Rhombohedral Fe₂O₃/LaCoO₃ nanomaterials as high-performance electrocatalysts for OER: Synthesis and electrochemical performance

The development of stable, non-noble, and sustainable nanomaterials offers a viable pathway for enhancing water electrolysis operations, especially in facilitating efficient Oxygen Evolution Reaction (OER). In this study, we have prepared a rhombohedral composite nanomaterial (Fe₂O₃/LaCoO₃) for the OER by co-precipitation method.
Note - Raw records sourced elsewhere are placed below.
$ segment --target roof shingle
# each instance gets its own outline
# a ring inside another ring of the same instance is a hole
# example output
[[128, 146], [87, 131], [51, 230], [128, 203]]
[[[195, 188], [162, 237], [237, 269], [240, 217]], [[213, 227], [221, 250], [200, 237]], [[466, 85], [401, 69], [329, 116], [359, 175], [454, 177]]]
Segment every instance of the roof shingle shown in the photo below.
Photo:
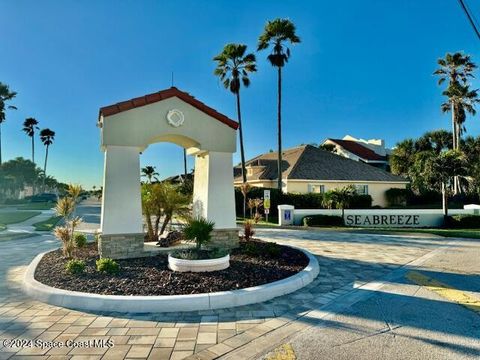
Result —
[[366, 146], [359, 144], [356, 141], [352, 140], [341, 140], [341, 139], [328, 139], [341, 147], [345, 150], [351, 152], [352, 154], [357, 155], [359, 158], [363, 160], [370, 160], [370, 161], [386, 161], [386, 157], [382, 155], [378, 155], [372, 149], [369, 149]]
[[[311, 145], [302, 145], [282, 152], [282, 177], [290, 180], [340, 180], [407, 182], [377, 167], [354, 161]], [[277, 152], [266, 153], [247, 161], [253, 175], [248, 180], [276, 180]], [[235, 167], [235, 180], [241, 181], [241, 168]]]
[[210, 115], [211, 117], [221, 121], [225, 125], [228, 125], [235, 130], [238, 129], [238, 123], [236, 121], [219, 113], [217, 110], [212, 109], [211, 107], [205, 105], [201, 101], [195, 99], [189, 93], [180, 91], [173, 86], [169, 89], [161, 90], [153, 94], [147, 94], [147, 95], [136, 97], [130, 100], [121, 101], [113, 105], [103, 106], [100, 108], [99, 118], [100, 116], [104, 116], [104, 117], [111, 116], [123, 111], [135, 109], [140, 106], [153, 104], [155, 102], [165, 100], [171, 97], [177, 97], [185, 101], [187, 104], [190, 104], [193, 107], [197, 108], [198, 110], [203, 111], [207, 115]]

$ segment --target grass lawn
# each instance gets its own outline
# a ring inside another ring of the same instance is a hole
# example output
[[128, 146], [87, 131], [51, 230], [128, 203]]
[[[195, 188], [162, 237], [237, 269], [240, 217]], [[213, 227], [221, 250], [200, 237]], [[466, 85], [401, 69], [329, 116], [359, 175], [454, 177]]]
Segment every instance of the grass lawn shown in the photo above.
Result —
[[0, 224], [16, 224], [40, 214], [40, 211], [2, 211], [0, 212]]
[[2, 240], [20, 240], [20, 239], [26, 239], [32, 236], [37, 236], [37, 234], [32, 234], [32, 233], [6, 233], [6, 234], [0, 234], [0, 241]]
[[38, 223], [33, 224], [33, 226], [35, 226], [36, 231], [50, 231], [61, 219], [61, 216], [52, 216], [47, 220], [39, 221]]
[[[245, 223], [245, 220], [251, 220], [250, 218], [243, 218], [241, 216], [237, 216], [237, 224], [243, 225]], [[260, 220], [257, 225], [278, 225], [278, 218], [268, 218], [268, 222], [265, 220]]]
[[463, 238], [472, 238], [480, 239], [480, 229], [417, 229], [417, 228], [401, 228], [401, 229], [392, 229], [392, 228], [348, 228], [348, 230], [357, 230], [365, 233], [422, 233], [422, 234], [433, 234], [444, 237], [463, 237]]

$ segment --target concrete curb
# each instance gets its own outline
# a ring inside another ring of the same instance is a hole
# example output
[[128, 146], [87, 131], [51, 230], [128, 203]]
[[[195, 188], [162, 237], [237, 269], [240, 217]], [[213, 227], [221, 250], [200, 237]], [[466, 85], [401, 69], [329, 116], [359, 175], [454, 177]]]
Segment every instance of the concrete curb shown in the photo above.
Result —
[[35, 270], [48, 253], [38, 254], [30, 263], [23, 279], [23, 290], [30, 297], [50, 305], [84, 311], [114, 311], [123, 313], [153, 313], [212, 310], [255, 304], [286, 295], [310, 284], [320, 268], [317, 259], [308, 251], [308, 265], [298, 274], [270, 284], [231, 291], [193, 295], [124, 296], [99, 295], [57, 289], [35, 280]]

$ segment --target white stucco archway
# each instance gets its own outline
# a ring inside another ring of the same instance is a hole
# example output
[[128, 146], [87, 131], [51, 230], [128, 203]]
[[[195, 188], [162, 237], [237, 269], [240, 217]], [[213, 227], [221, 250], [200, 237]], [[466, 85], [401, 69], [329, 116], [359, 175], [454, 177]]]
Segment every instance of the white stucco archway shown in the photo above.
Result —
[[216, 236], [236, 235], [232, 154], [238, 123], [175, 87], [100, 109], [104, 178], [101, 256], [143, 252], [140, 154], [171, 142], [195, 156], [194, 215], [215, 222]]

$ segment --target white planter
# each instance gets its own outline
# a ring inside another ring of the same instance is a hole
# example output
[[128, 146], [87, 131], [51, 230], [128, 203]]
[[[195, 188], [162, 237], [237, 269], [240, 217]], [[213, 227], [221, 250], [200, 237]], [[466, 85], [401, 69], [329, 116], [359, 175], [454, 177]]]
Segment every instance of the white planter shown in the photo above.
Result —
[[218, 259], [186, 260], [177, 259], [168, 255], [168, 267], [179, 272], [205, 272], [224, 270], [230, 266], [230, 255]]

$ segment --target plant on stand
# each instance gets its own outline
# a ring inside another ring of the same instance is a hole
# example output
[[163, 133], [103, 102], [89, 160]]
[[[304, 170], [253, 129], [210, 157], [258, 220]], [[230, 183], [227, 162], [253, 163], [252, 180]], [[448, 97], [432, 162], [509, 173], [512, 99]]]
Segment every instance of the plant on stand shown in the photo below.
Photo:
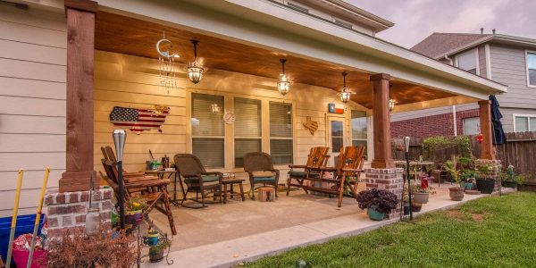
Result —
[[371, 220], [381, 221], [385, 214], [397, 208], [397, 195], [383, 189], [373, 188], [361, 191], [357, 195], [359, 208], [365, 209]]

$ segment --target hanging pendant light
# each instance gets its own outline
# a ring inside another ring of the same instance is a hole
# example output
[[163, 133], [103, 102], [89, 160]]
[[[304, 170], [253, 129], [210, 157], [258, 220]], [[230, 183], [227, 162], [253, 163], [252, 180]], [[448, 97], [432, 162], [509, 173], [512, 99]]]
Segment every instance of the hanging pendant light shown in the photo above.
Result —
[[285, 96], [287, 93], [289, 93], [289, 91], [290, 91], [290, 80], [285, 74], [285, 63], [287, 60], [281, 59], [280, 62], [281, 62], [282, 73], [279, 82], [277, 82], [277, 89], [282, 96]]
[[201, 66], [201, 63], [197, 62], [197, 44], [199, 41], [197, 40], [190, 40], [192, 44], [194, 44], [194, 62], [190, 63], [188, 66], [188, 77], [189, 78], [192, 83], [197, 84], [201, 81], [203, 78], [203, 71], [205, 68]]
[[340, 91], [340, 93], [339, 93], [339, 96], [340, 96], [340, 101], [342, 101], [343, 103], [348, 103], [350, 100], [350, 96], [352, 96], [352, 91], [346, 87], [346, 76], [348, 75], [348, 73], [346, 71], [342, 72], [342, 81], [343, 81], [343, 88], [342, 90]]

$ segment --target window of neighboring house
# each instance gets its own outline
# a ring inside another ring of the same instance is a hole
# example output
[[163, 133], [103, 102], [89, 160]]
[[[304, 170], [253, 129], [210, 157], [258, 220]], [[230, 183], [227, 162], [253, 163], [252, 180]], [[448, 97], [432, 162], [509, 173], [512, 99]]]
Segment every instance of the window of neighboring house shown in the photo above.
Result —
[[292, 105], [270, 102], [270, 155], [274, 164], [292, 163]]
[[192, 154], [208, 168], [224, 166], [223, 96], [192, 93]]
[[480, 117], [464, 118], [464, 135], [476, 135], [480, 132]]
[[536, 114], [515, 115], [514, 114], [514, 130], [515, 132], [536, 131]]
[[244, 166], [244, 155], [262, 151], [261, 101], [235, 97], [234, 112], [235, 167], [239, 168]]
[[473, 49], [456, 56], [456, 67], [471, 73], [479, 74], [478, 55], [476, 49]]
[[527, 51], [527, 84], [536, 87], [536, 52]]
[[366, 112], [352, 110], [352, 146], [364, 147], [364, 156], [367, 155], [366, 140]]

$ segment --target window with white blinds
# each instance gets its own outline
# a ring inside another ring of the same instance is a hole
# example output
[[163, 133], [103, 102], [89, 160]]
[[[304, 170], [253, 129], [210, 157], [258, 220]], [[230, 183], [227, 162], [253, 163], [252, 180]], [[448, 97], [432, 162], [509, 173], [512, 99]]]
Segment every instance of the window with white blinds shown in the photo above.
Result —
[[292, 105], [270, 102], [270, 155], [273, 163], [292, 163]]
[[222, 96], [192, 93], [192, 153], [208, 168], [224, 166]]
[[366, 112], [352, 110], [352, 146], [364, 147], [364, 156], [367, 155], [366, 142]]
[[234, 122], [235, 167], [244, 166], [244, 155], [250, 152], [261, 152], [262, 113], [261, 101], [235, 97]]

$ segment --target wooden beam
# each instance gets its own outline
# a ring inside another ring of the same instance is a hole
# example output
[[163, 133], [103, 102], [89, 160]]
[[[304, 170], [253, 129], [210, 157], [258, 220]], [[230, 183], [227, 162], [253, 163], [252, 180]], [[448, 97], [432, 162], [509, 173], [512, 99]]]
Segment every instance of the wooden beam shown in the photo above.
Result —
[[67, 13], [67, 145], [66, 171], [60, 192], [88, 190], [93, 178], [93, 1], [65, 1]]
[[482, 143], [481, 144], [481, 159], [495, 160], [493, 152], [493, 127], [491, 126], [491, 101], [482, 100], [478, 102], [481, 121], [481, 133]]
[[389, 81], [390, 75], [378, 73], [370, 77], [373, 82], [373, 121], [374, 160], [373, 168], [394, 168], [391, 155], [390, 113], [389, 111]]

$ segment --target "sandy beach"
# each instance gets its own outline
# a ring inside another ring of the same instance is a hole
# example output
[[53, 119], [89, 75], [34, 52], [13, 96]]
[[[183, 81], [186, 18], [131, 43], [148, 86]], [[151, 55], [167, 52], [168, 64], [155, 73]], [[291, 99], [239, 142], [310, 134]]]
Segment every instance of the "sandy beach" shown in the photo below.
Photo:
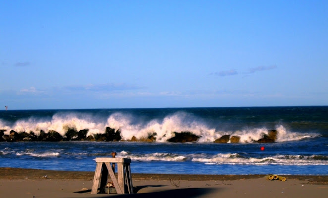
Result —
[[326, 198], [328, 176], [133, 174], [133, 195], [91, 195], [93, 172], [0, 168], [1, 198]]

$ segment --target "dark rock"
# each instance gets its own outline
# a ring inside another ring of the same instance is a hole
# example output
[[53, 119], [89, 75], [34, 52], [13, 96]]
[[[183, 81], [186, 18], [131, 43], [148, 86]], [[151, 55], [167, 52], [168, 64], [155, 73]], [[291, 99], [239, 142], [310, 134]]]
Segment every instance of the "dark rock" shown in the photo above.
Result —
[[24, 138], [28, 137], [29, 135], [30, 134], [24, 131], [19, 134], [19, 138], [21, 140], [23, 140]]
[[80, 130], [77, 133], [77, 139], [76, 140], [83, 140], [86, 139], [87, 137], [87, 134], [88, 132], [89, 129], [83, 129]]
[[136, 137], [134, 136], [133, 136], [132, 138], [131, 139], [131, 142], [137, 142], [137, 141], [138, 139], [137, 139], [137, 138], [136, 138]]
[[169, 142], [186, 143], [196, 142], [200, 137], [196, 136], [191, 132], [182, 132], [181, 133], [174, 132], [175, 136], [167, 140]]
[[45, 141], [48, 136], [48, 133], [46, 133], [44, 130], [41, 130], [40, 131], [40, 135], [39, 135], [39, 137], [38, 137], [38, 141]]
[[239, 143], [240, 141], [240, 137], [238, 136], [232, 136], [230, 138], [231, 143]]
[[121, 132], [119, 130], [117, 130], [115, 132], [115, 129], [112, 129], [110, 127], [106, 127], [105, 135], [106, 139], [105, 141], [119, 141], [122, 139]]
[[38, 136], [36, 136], [33, 131], [30, 132], [30, 134], [25, 138], [23, 138], [23, 141], [25, 142], [34, 142], [38, 141]]
[[9, 135], [9, 138], [7, 140], [7, 142], [18, 142], [20, 140], [20, 137], [18, 133], [14, 130], [10, 131]]
[[3, 135], [2, 136], [2, 138], [3, 138], [3, 140], [5, 142], [9, 142], [9, 135]]
[[277, 140], [277, 134], [278, 131], [277, 130], [271, 130], [268, 133], [268, 137], [269, 139], [273, 140], [273, 141], [275, 142], [275, 141]]
[[3, 139], [2, 136], [4, 135], [5, 130], [0, 130], [0, 142], [4, 142], [5, 140]]
[[90, 135], [85, 138], [85, 140], [87, 141], [95, 141], [96, 139], [95, 139], [94, 137], [92, 135]]
[[230, 135], [224, 135], [220, 138], [216, 139], [215, 143], [227, 143], [230, 140]]
[[66, 136], [66, 140], [69, 141], [72, 140], [74, 137], [77, 137], [78, 133], [75, 129], [68, 129], [65, 135]]
[[106, 134], [100, 133], [97, 133], [94, 135], [95, 139], [97, 142], [106, 141], [107, 140], [106, 136]]
[[55, 131], [50, 131], [45, 140], [46, 142], [59, 142], [63, 140], [62, 136]]

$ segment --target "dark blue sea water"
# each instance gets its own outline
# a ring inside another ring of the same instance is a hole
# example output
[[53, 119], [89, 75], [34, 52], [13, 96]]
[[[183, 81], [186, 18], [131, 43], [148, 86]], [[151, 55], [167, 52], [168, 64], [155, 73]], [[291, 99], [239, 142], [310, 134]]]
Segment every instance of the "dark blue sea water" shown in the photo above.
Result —
[[[134, 173], [328, 175], [328, 106], [103, 109], [0, 111], [0, 129], [17, 132], [69, 128], [104, 133], [119, 129], [122, 140], [156, 142], [0, 142], [0, 167], [94, 171], [96, 157], [132, 159]], [[274, 143], [254, 143], [268, 130]], [[197, 142], [172, 143], [174, 132], [201, 136]], [[240, 143], [216, 144], [224, 135]], [[264, 150], [260, 148], [264, 147]]]

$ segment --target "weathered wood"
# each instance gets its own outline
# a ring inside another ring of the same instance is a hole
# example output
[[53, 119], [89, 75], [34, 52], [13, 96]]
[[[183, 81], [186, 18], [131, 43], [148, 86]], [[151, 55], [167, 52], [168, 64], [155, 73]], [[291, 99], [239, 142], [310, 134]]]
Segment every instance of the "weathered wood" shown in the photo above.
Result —
[[100, 179], [100, 190], [102, 191], [104, 189], [104, 188], [107, 185], [107, 181], [108, 180], [108, 169], [105, 163], [102, 163], [103, 164], [102, 167], [102, 176]]
[[[96, 158], [96, 161], [97, 166], [91, 191], [92, 194], [97, 194], [99, 184], [100, 184], [101, 189], [105, 187], [107, 184], [109, 175], [114, 183], [114, 186], [117, 194], [133, 193], [133, 186], [132, 186], [130, 166], [131, 159], [99, 157]], [[117, 180], [115, 176], [115, 171], [112, 169], [110, 163], [112, 164], [117, 163]], [[102, 178], [101, 181], [100, 181], [101, 174]], [[127, 187], [127, 189], [126, 187]]]
[[110, 157], [97, 157], [96, 158], [96, 162], [109, 162], [109, 163], [131, 163], [131, 159], [127, 158], [110, 158]]
[[119, 185], [119, 187], [121, 188], [122, 192], [124, 192], [123, 193], [125, 193], [124, 176], [123, 163], [119, 163], [117, 164], [117, 179], [118, 180], [118, 185]]
[[116, 189], [116, 192], [118, 194], [122, 194], [123, 192], [121, 190], [121, 188], [117, 182], [117, 180], [116, 179], [116, 177], [115, 177], [115, 174], [111, 168], [110, 168], [110, 164], [109, 162], [104, 162], [106, 165], [107, 168], [108, 169], [109, 172], [109, 176], [111, 179], [111, 181], [114, 183], [114, 187]]
[[102, 172], [102, 163], [97, 163], [96, 166], [96, 171], [95, 172], [95, 177], [93, 179], [93, 184], [91, 189], [92, 194], [97, 194], [98, 190], [98, 186], [99, 185], [99, 179], [100, 179], [100, 173]]
[[130, 164], [127, 164], [128, 175], [129, 176], [129, 179], [130, 180], [130, 187], [131, 188], [131, 193], [133, 194], [133, 185], [132, 185], [132, 176], [131, 174], [131, 166]]
[[129, 171], [127, 166], [128, 166], [128, 164], [124, 164], [124, 172], [125, 172], [125, 174], [124, 174], [124, 176], [125, 177], [125, 180], [126, 181], [126, 185], [127, 186], [128, 193], [130, 194], [132, 193], [131, 193], [131, 190], [132, 188], [131, 186], [130, 176], [129, 175]]

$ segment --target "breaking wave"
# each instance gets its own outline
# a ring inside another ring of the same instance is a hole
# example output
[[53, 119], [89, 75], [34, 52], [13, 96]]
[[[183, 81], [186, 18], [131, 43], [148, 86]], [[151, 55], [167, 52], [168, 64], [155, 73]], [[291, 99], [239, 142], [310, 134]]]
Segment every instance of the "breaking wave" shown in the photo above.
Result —
[[[88, 129], [87, 136], [103, 134], [107, 127], [120, 131], [123, 141], [128, 141], [134, 136], [138, 139], [147, 138], [150, 134], [156, 134], [156, 141], [166, 142], [174, 137], [174, 132], [190, 132], [200, 137], [199, 142], [211, 142], [224, 135], [238, 136], [241, 143], [252, 142], [261, 139], [268, 130], [264, 127], [241, 128], [237, 130], [222, 130], [226, 126], [213, 127], [212, 124], [202, 118], [197, 117], [183, 111], [176, 112], [163, 118], [141, 120], [140, 117], [122, 112], [114, 113], [107, 118], [99, 117], [87, 113], [57, 113], [52, 117], [20, 119], [13, 123], [0, 119], [0, 129], [5, 130], [4, 134], [9, 135], [13, 130], [17, 132], [33, 132], [39, 135], [41, 130], [51, 130], [64, 136], [69, 129], [77, 131]], [[278, 133], [276, 142], [297, 141], [319, 136], [315, 133], [303, 133], [289, 131], [281, 124], [275, 126]]]
[[237, 153], [219, 153], [204, 157], [194, 157], [192, 160], [206, 164], [247, 165], [328, 165], [328, 157], [324, 155], [274, 155], [264, 157], [245, 157]]

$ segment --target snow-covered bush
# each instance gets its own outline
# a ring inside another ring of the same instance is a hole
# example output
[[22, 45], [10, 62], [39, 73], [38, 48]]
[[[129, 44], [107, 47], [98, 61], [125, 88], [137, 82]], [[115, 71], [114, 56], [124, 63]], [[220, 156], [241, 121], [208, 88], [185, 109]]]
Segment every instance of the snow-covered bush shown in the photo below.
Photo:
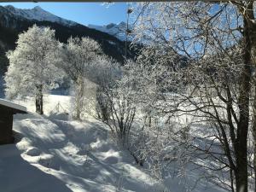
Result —
[[84, 102], [84, 81], [91, 66], [102, 51], [100, 44], [90, 38], [70, 38], [61, 48], [62, 68], [73, 81], [75, 90], [75, 117], [80, 119]]

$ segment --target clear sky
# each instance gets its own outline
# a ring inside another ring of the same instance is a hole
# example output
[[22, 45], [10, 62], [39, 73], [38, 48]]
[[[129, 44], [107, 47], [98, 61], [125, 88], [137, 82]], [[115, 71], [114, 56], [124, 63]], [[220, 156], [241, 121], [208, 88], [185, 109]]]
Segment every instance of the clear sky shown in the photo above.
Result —
[[0, 5], [13, 5], [15, 8], [32, 9], [40, 6], [57, 16], [83, 25], [108, 25], [126, 20], [126, 3], [110, 5], [102, 3], [0, 3]]

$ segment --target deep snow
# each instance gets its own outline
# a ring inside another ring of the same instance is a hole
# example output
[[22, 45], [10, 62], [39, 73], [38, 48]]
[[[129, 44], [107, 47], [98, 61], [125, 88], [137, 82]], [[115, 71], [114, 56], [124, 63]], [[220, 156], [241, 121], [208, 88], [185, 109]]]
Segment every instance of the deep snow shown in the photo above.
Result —
[[[158, 191], [157, 181], [92, 118], [70, 119], [69, 96], [45, 98], [46, 115], [15, 115], [16, 143], [0, 146], [0, 191]], [[17, 101], [16, 101], [17, 102]], [[33, 111], [33, 101], [19, 101]]]

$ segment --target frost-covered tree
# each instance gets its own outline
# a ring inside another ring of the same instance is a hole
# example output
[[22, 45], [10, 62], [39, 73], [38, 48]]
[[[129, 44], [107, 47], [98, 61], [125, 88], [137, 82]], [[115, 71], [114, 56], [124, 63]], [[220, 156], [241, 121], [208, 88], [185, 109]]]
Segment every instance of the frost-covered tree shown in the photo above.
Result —
[[[221, 153], [208, 148], [198, 149], [204, 152], [205, 161], [218, 160], [218, 166], [207, 164], [208, 170], [230, 174], [228, 184], [218, 177], [215, 183], [232, 191], [248, 191], [251, 125], [256, 148], [256, 105], [251, 106], [254, 110], [250, 109], [251, 101], [256, 103], [256, 95], [252, 93], [256, 90], [254, 1], [142, 3], [137, 4], [134, 13], [137, 39], [171, 48], [191, 62], [189, 70], [175, 73], [180, 79], [174, 75], [166, 81], [175, 92], [181, 89], [183, 92], [166, 102], [166, 113], [176, 115], [176, 120], [181, 113], [195, 113], [197, 120], [211, 124], [216, 132], [208, 137], [212, 143], [205, 144], [209, 148], [219, 145]], [[195, 89], [189, 90], [189, 84]], [[254, 120], [250, 124], [252, 116]], [[255, 172], [255, 152], [253, 159]]]
[[75, 117], [80, 119], [84, 107], [84, 79], [97, 56], [102, 53], [100, 44], [90, 38], [70, 38], [62, 47], [60, 67], [75, 85]]
[[36, 111], [43, 114], [43, 94], [58, 85], [63, 73], [55, 67], [59, 42], [55, 30], [34, 25], [19, 35], [15, 50], [7, 53], [9, 66], [5, 74], [8, 98], [32, 96]]

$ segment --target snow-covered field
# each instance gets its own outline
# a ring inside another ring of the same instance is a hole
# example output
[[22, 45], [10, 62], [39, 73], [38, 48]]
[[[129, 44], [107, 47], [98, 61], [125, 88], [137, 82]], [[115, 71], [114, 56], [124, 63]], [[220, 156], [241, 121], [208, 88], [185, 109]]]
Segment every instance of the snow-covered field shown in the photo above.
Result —
[[[31, 100], [16, 101], [30, 112]], [[101, 122], [70, 119], [70, 97], [45, 97], [45, 115], [16, 114], [16, 143], [0, 146], [1, 192], [160, 191]], [[161, 190], [162, 191], [162, 190]]]

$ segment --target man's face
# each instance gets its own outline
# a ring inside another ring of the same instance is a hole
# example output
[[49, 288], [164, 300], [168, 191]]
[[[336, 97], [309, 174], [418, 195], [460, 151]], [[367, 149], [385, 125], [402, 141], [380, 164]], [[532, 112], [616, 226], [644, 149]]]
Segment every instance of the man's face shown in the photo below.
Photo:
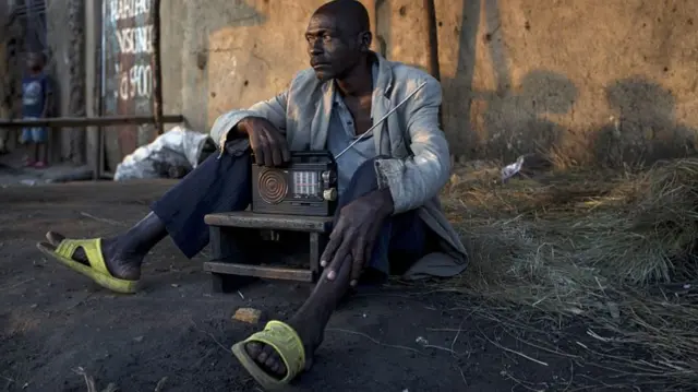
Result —
[[305, 39], [310, 64], [321, 81], [347, 75], [357, 66], [361, 55], [368, 50], [365, 37], [362, 37], [361, 32], [342, 28], [336, 17], [323, 14], [311, 17]]

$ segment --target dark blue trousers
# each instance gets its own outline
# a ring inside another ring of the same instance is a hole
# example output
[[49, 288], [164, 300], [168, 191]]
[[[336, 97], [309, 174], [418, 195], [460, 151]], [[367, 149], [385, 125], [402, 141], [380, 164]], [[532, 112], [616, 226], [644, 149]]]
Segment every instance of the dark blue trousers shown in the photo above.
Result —
[[[153, 212], [184, 256], [192, 258], [208, 243], [205, 215], [248, 207], [252, 198], [251, 159], [249, 154], [226, 153], [220, 158], [214, 154], [153, 203]], [[337, 211], [376, 189], [374, 163], [368, 161], [340, 197]], [[335, 219], [338, 216], [337, 213]], [[392, 216], [384, 224], [366, 266], [387, 275], [392, 266], [388, 260], [394, 261], [393, 266], [406, 268], [425, 253], [426, 242], [428, 228], [416, 211]]]

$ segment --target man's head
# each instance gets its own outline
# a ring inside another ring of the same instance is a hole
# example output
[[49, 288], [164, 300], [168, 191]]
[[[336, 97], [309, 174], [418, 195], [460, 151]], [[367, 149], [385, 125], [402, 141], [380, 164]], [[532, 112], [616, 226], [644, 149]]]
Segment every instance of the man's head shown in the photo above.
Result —
[[369, 12], [357, 0], [325, 3], [310, 19], [305, 39], [317, 79], [342, 79], [365, 63], [371, 46]]

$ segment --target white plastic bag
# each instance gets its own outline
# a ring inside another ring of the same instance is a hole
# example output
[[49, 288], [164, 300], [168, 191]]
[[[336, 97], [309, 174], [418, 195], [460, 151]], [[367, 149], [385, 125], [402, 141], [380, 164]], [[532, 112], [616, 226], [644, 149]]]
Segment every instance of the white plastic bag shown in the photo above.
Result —
[[113, 180], [164, 178], [168, 177], [170, 168], [193, 170], [198, 165], [202, 153], [213, 144], [208, 134], [177, 126], [153, 143], [127, 155], [117, 165]]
Samples were thoroughly analyzed using multiple techniques to ensure comprehensive characterization, including X-Ray Diffraction (XRD) for crystallographic structure determination, Scanning Electron Microscopy (SEM) for surface morphology observation, Energy Dispersive X-ray Spectroscopy (EDX) for elemental composition analysis, mapping analysis to visualize spatial distribution of elements, and Fourier Transform Infrared Spectroscopy (FTIR) for identifying functional groups and chemical bonds. Prepared electrocatalyst reveals robust OER performance with an overpotential of 311 mV to achieve the 10 mAcm⁻² current density in alkaline media. Significantly, this catalyst offers a low Tafel slope of 76 mV dec^‑1 and a charge transfer resistance of 532 Ω with excellent Linear Sweep Voltammetry (LSV) cycling stability. The improved electrocatalytic performance results from the synergistic interaction among La, CoO₃, and Fe₂O₃, which typically enhances the overpotential, charge-mass transport, and stability. This strategy offers a viable pathway for synthesizing and optimizing nanomaterials for advanced electrochemistry.